A year ago, Houston's small but passionate preservation community was galvanized by warnings that the River Oaks Theatre, the River Oaks Shopping Center and the Alabama Theater building could face demolition within two years.
By that time, Mayor Bill White had begun his administration's gradual effort to strengthen the city's preservation law, long regarded as among the weakest in the country.

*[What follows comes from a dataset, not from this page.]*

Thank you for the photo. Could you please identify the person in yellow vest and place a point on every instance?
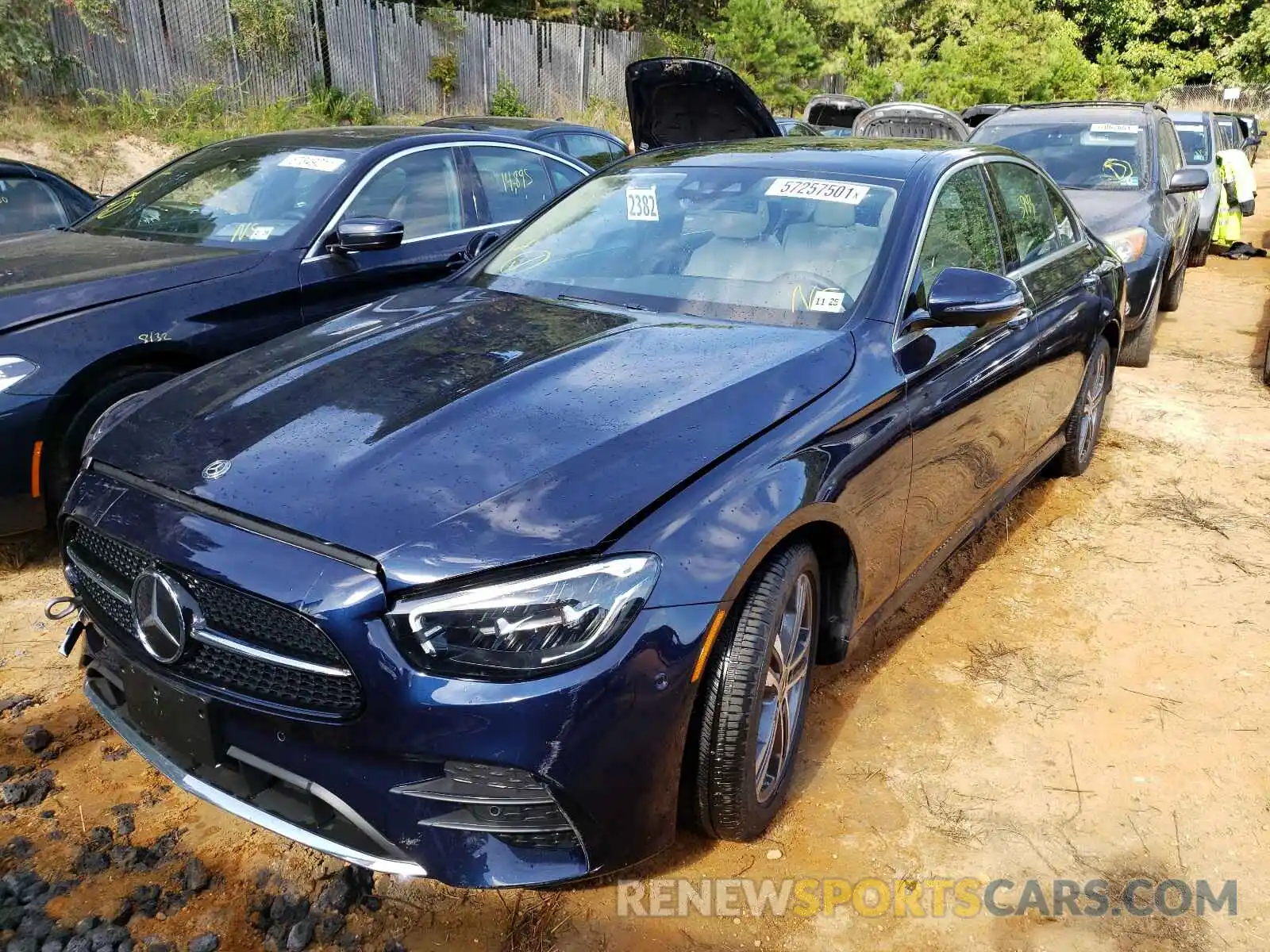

White and the City Council created a new "protected landmarks" category allowing owners to protect certain buildings in perpetuity and provided tax incentives for doing so.
White's efforts are expected to culminate Aug. 1, when the council considers a protected historic district for the Old Sixth Ward that would include the first unqualified ban on demolition of historic buildings ever enacted in Houston.
The mayor's incremental approach to the issue has been more successful than a bolder, more controversial effort that died in a City Council committee led by then-Councilwoman Annise Parker five years ago.
Parker, now the city controller, said Houston's preservation climate has improved since then for a number of reasons: White and several City Council members are more interested than their predecessors were in preservation. Stakeholders trust White to be an "honest broker" of their diverse interests. And business leaders increasingly recognize the importance of quality-of-life issues such as historic preservation.
Though preservation groups' leaders don't always get along, Parker said, they concluded that even small victories are better than none. "People see so much of our history being lost," Parker said. "They're willing to take a compromise that they wouldn't before, because they're so desperate for something to happen."
Serious efforts to curb destruction of the spaces holding Houston's collective memories began in the 1990s when preservationists lobbied then-Mayor Bob Lanier for an ordinance imposing some controls on demolition or alteration of historic buildings.
It was a tough sell in a relatively young city with a culture that revered individual property rights and the prosperity fueled by new development. But Lanier agreed to consider the idea.
The result was Houston's first preservation ordinance, adopted by the City Council in 1995. It created an Archaeological and Historical Commission to review applications for demolition or alteration of certain historic buildings; denial would require owners to wait 90 days before proceeding.
The ordinance was helpful, preservationists said, but its shortcomings soon became apparent as one property owner after another waited the required 90 days and then proceeded with demolition. Some particularly beloved buildings were destroyed in the dead of night to avoid protests.